Doctors see a number of patients in a day, sometimes in 15-minute increments in areas where the physicians are in high demand. This can leave little time for doctors to perform thorough examinations, and they can end up missing certain problem indicators. While some problems, like a cold or flu, can be diagnosed in this time, more complex ailments require attention, which takes up time. Reviews can illuminate which doctors actively spend the necessary time with their patients and which ones are pressed against the clock to meet demand.
Surgery has some more dire risks attached to it, so be sure to talk to your surgeon about the potential issues that can come up as a result of your procedure. If a patient has a reaction to anesthesia, it can cause very serious complications, but this is an uncommon occurrence. Blood clots can be a significant problem after surgery, often caused by inactivity during recovery. Infections, numbness, scarring, swelling and death are all possible, but the likelihood of these issues will vary depending on the type of surgery you're undergoing. Talk to your doctor about your concerns and your risk potential.

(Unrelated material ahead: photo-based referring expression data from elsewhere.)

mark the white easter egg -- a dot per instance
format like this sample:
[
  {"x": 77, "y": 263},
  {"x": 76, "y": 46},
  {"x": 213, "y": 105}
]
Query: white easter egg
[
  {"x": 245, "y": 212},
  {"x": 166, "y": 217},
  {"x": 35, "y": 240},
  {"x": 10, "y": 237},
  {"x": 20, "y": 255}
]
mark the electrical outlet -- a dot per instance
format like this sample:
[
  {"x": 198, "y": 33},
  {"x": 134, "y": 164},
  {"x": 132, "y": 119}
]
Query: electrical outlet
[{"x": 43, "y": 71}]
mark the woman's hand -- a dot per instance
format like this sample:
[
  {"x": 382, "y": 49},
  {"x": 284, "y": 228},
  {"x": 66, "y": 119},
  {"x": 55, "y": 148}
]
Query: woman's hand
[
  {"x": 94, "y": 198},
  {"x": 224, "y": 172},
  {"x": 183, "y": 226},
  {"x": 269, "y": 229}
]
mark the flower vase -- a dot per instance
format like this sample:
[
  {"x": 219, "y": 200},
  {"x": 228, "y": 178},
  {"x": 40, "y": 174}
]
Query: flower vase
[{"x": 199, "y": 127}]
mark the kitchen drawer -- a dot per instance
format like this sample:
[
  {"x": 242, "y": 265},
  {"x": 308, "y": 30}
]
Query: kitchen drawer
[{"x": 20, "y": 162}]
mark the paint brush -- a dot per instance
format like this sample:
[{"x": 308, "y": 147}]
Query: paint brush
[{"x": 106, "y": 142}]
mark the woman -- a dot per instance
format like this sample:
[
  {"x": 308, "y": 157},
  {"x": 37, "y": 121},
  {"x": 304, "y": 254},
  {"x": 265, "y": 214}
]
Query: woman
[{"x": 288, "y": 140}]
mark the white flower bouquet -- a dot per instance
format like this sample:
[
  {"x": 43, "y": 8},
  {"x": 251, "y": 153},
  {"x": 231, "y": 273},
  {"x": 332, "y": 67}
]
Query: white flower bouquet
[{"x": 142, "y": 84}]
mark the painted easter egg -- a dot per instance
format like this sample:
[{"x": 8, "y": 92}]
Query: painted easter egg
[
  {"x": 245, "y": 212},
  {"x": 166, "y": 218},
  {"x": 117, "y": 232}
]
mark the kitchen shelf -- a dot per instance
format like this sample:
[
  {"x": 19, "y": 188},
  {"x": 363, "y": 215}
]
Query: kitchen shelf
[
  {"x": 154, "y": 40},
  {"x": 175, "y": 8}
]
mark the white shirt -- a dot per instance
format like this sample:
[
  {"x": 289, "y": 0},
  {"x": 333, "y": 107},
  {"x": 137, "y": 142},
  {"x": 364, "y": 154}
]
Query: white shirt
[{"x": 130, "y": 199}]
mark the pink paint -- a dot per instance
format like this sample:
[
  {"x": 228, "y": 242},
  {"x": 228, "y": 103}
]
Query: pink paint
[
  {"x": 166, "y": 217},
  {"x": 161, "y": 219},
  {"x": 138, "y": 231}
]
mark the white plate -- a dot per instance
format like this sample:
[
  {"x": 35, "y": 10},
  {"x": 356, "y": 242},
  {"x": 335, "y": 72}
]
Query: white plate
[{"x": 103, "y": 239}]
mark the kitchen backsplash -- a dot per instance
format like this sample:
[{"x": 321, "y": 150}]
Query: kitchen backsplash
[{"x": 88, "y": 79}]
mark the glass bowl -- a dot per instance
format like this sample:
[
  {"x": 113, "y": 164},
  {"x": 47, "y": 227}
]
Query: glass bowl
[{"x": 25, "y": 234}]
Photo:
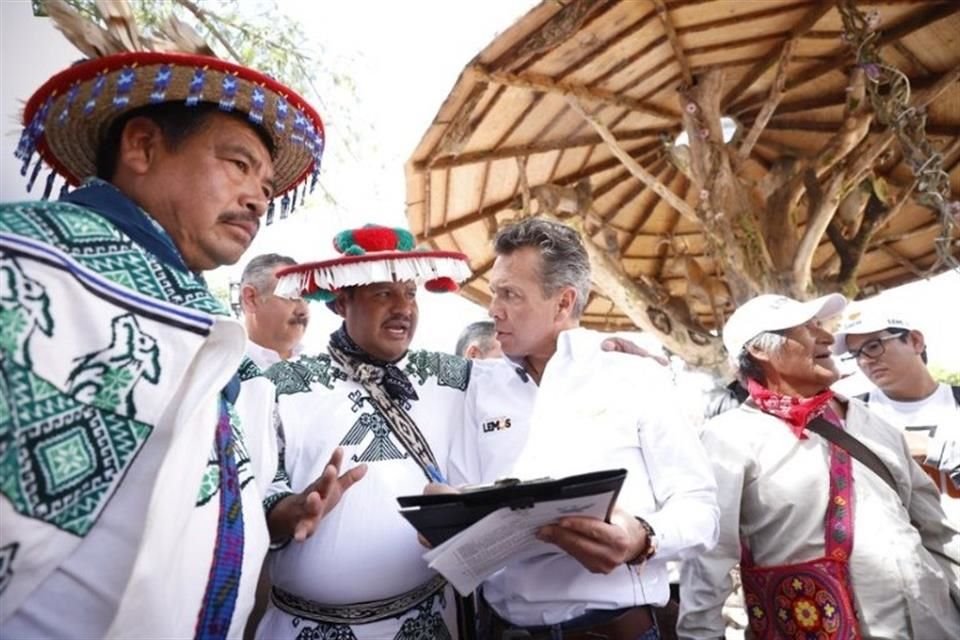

Surgery affects people in different ways, but as you begin to emerge from anesthesia, you'll want to alert your nurse to any issues you may have. The nurse will tell you how the procedure went, what effect it will have on your condition, what to expect when you get home and how long it will take to get back to normal. If you start feeling pain, the nurse may give you medication to stop it from getting worse. When possible, it's also advised to move around to avoid blood clots from developing in your legs. This can be as simple as occasionally flexing your knee or rotating your foot.
Some surgeries are outpatient procedures, where people are released the same day. For major surgeries, patients may stay at the hospital for a few days to be monitored and address any concerns before being sent home. Discuss with your surgeon the projected length of the hospital stay and what you need to bring.
Your recovery time and follow-up expectations will vary depending on your procedure. For example, you can be expected to be on your feet within a few days of having your wisdom teeth taken out, but it may be weeks before you have fully recovered from a broken foot or heart-valve surgery. Your surgeon will give you a list of things that you'll need to do during this time, including what medications to take and when you'll be able to get back to work and other activities.
Every surgery will have a follow-up call or appointment to discuss your recovery and allow you to ask any questions about unusual symptoms or changes in your overall health. If you have a major operation, like heart surgery, it's important to make regular checkups with your doctor or a specialist to ensure that everything is normal. Visiting a doctor will help deter infection and verify that everything is healing as expected. These appointments will give you peace of mind about your state of health and ensure that any issues are caught early on.